All five asset types (Cover Art, Headshot, Banner, Logo, Backdrop) are available on every entity — Media items, People, and Universes. The same types exist everywhere for uniformity; a book can have a headshot (author photo), a person can have cover art, a Universe can have all five. Types that providers don't automatically fill remain as empty slots that the user can populate via upload. This is especially useful when building library presentation pages (Series hubs, Universe pages) where custom artwork makes the display unique.

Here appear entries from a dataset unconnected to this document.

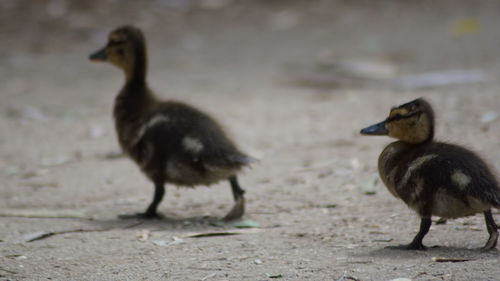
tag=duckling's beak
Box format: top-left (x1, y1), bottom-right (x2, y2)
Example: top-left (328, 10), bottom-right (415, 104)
top-left (89, 48), bottom-right (108, 61)
top-left (360, 121), bottom-right (389, 136)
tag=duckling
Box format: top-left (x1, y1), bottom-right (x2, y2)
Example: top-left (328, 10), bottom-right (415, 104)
top-left (90, 26), bottom-right (255, 221)
top-left (361, 98), bottom-right (500, 250)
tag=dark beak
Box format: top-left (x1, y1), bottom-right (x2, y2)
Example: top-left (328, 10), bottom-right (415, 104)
top-left (360, 121), bottom-right (389, 136)
top-left (89, 48), bottom-right (108, 61)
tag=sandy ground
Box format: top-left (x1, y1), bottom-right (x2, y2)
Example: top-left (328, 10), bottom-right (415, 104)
top-left (0, 0), bottom-right (500, 280)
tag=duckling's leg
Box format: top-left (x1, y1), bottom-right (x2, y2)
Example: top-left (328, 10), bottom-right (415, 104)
top-left (223, 176), bottom-right (245, 221)
top-left (481, 210), bottom-right (498, 251)
top-left (119, 181), bottom-right (165, 219)
top-left (388, 217), bottom-right (432, 250)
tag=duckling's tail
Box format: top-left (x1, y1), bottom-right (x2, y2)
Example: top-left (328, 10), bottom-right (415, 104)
top-left (229, 154), bottom-right (259, 166)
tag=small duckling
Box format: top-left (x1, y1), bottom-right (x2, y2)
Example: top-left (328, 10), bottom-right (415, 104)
top-left (90, 26), bottom-right (254, 221)
top-left (361, 98), bottom-right (500, 250)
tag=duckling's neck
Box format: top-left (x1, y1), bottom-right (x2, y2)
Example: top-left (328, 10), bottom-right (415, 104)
top-left (124, 44), bottom-right (147, 87)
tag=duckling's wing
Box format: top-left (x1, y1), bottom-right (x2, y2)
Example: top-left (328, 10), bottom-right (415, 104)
top-left (429, 143), bottom-right (500, 207)
top-left (150, 102), bottom-right (255, 169)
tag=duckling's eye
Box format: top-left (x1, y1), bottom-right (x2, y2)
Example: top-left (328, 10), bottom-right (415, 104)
top-left (391, 113), bottom-right (403, 121)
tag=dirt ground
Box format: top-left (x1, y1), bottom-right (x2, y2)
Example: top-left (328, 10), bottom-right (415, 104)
top-left (0, 0), bottom-right (500, 281)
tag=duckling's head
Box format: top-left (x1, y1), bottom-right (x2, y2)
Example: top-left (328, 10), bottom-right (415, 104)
top-left (90, 26), bottom-right (146, 78)
top-left (361, 98), bottom-right (434, 144)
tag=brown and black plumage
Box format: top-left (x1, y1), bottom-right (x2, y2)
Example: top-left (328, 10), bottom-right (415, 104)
top-left (90, 26), bottom-right (253, 220)
top-left (361, 99), bottom-right (500, 250)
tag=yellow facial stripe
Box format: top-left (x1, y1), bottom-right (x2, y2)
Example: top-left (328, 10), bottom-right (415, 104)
top-left (389, 108), bottom-right (409, 118)
top-left (109, 33), bottom-right (126, 41)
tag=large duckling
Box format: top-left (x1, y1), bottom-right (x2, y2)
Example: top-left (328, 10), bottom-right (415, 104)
top-left (90, 26), bottom-right (253, 220)
top-left (361, 98), bottom-right (500, 250)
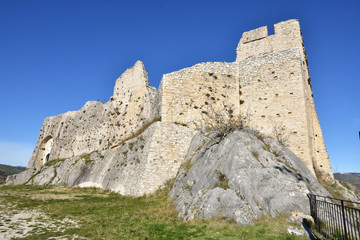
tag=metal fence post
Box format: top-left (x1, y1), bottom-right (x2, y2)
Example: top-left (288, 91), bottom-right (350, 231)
top-left (341, 200), bottom-right (348, 240)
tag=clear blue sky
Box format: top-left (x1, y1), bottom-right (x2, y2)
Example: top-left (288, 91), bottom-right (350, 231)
top-left (0, 0), bottom-right (360, 172)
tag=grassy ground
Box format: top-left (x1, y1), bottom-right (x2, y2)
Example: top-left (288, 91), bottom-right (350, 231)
top-left (0, 183), bottom-right (304, 239)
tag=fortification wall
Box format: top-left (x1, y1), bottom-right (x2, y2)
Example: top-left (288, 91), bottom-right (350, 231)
top-left (28, 61), bottom-right (159, 167)
top-left (159, 20), bottom-right (333, 177)
top-left (159, 63), bottom-right (240, 128)
top-left (236, 19), bottom-right (333, 177)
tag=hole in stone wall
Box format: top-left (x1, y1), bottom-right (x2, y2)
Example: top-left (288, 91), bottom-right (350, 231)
top-left (268, 25), bottom-right (275, 36)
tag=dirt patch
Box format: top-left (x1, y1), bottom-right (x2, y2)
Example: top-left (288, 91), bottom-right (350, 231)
top-left (0, 201), bottom-right (79, 240)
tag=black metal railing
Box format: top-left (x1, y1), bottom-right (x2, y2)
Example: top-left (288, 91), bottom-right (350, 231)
top-left (308, 194), bottom-right (360, 240)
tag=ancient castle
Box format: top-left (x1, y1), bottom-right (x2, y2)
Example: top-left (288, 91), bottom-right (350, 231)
top-left (20, 20), bottom-right (332, 195)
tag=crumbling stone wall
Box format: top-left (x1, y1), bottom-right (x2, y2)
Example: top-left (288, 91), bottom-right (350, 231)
top-left (160, 20), bottom-right (333, 177)
top-left (25, 20), bottom-right (333, 196)
top-left (28, 61), bottom-right (159, 167)
top-left (159, 63), bottom-right (240, 128)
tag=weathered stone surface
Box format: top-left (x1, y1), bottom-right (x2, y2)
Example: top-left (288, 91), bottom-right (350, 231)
top-left (170, 129), bottom-right (329, 225)
top-left (7, 20), bottom-right (332, 197)
top-left (28, 61), bottom-right (159, 167)
top-left (6, 121), bottom-right (194, 196)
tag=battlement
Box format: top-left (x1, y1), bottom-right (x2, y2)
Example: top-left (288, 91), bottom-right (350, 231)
top-left (236, 19), bottom-right (303, 62)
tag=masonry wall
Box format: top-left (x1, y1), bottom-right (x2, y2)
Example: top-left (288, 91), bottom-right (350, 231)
top-left (159, 63), bottom-right (240, 128)
top-left (28, 61), bottom-right (159, 167)
top-left (159, 20), bottom-right (333, 177)
top-left (236, 20), bottom-right (333, 177)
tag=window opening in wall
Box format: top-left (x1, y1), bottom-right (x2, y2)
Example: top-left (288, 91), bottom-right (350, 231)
top-left (268, 25), bottom-right (275, 36)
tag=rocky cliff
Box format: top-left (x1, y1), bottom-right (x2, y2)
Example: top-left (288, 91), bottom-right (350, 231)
top-left (7, 20), bottom-right (332, 203)
top-left (170, 129), bottom-right (330, 225)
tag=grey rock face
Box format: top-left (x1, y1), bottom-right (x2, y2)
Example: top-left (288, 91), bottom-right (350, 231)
top-left (170, 129), bottom-right (329, 225)
top-left (6, 122), bottom-right (194, 196)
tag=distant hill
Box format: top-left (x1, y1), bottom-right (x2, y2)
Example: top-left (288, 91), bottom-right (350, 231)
top-left (0, 164), bottom-right (26, 182)
top-left (334, 173), bottom-right (360, 191)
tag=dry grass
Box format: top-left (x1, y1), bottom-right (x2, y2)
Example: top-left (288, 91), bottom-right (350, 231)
top-left (0, 182), bottom-right (301, 239)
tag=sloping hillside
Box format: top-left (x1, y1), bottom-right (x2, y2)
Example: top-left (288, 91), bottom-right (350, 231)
top-left (334, 173), bottom-right (360, 191)
top-left (0, 164), bottom-right (26, 182)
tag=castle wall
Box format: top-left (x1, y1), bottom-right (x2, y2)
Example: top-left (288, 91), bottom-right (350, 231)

Entity Auto-populated Typically user-uploaded
Media item (film/TV) Cover Art, Banner, Logo, Backdrop (TMDB) + Banner Generated (SkiaSharp) Headshot
Media item (book/audio/comic/podcast) Cover Art (retail + embedded) + Banner Generated (SkiaSharp from cover art) Headshot, Logo, Backdrop
Person Headshot (Wikidata P18) + Banner Generated (SkiaSharp from headshot) Cover Art, Logo, Backdrop
Universe Inherited from child items + Banner Generated (SkiaSharp from best child cover) All five types as needed

Display

  • Grouped by type — Cover Art, Headshot, Banner, Logo, Backdrop sections. When building a library page, you're looking for "I need a banner," not "what did TMDB give me." Empty type groups are shown as collapsed with an upload prompt.
  • Each asset shows: thumbnail, source label (TMDB, Open Library, Embedded Original, User Upload), dimensions
  • One asset per type is marked as Preferred (star indicator) — this is what gets used on library pages and written back to the file via sync
  • The embedded artwork from the original file is always preserved as an asset tagged "Embedded Original" — it is never lost or overwritten in the asset pool
  • Assets from TMDB include the user vote average from TMDB's community — useful for picking the highest-quality option when multiple are available

Actions

  • Upload — button per type group, drag-and-drop or file picker. User selects the asset type on upload. Tagged "User Upload."
  • Set as Preferred — tap the star on any asset to make it the preferred image for that type
  • Delete — remove an asset (except Embedded Original, which is always preserved)

AI Artwork Matching

During retail identification (Stage 1), the LLM compares the file's embedded cover art against candidate covers from retail providers. Visual similarity becomes an additional signal alongside title, author, and ISBN for picking the correct match. This helps disambiguate editions — the same book with different covers indicates which edition the user actually has.



Hubs Tab

The fourth Vault tab. Provides oversight and configuration of all hub types — smart hubs, system lists, personalised mixes, and playlists. Full specification lives in docs/architecture/hubs-and-playlists.md.

Stats Bar

Four count cards: Smart Hubs (blue), System Lists (green), Personalised Mixes (purple), Playlists (amber). Cards double as filters.

List Columns

Column Content Width
Type icon Icon representing the hub category Narrow, fixed
Name + description Name (bold) + rule summary or description (muted) Flex
Type Chip: Smart (blue), System (green), Mix (purple), Playlist (amber) Narrow
Scope "Library" or username Narrow
Items Count Narrow
Status Pill: Active (green), Disabled (grey), Empty (amber) Narrow

Default grouping by type: Smart Hubs → System Lists → Personalised Mixes → Playlists.

Detail Drawer

Same slide-from-right pattern. Configuration section varies by hub type (rules/thresholds for smart hubs, logic summary for mixes, owner info for playlists). Items Preview shows first 20 items. Assets section with auto-composed artwork and optional user uploads. Action bar: Enable/Disable + Feature for smart hubs, Enable/Disable for mixes, no actions for system lists and playlists.


Live Updates

All Vault state is kept current via SignalR. When the Engine ingests a file, advances a stage gate, moves an item to the review queue, or quarantines a file, the Vault updates instantly without a page refresh. The Detail Drawer also receives live updates while open.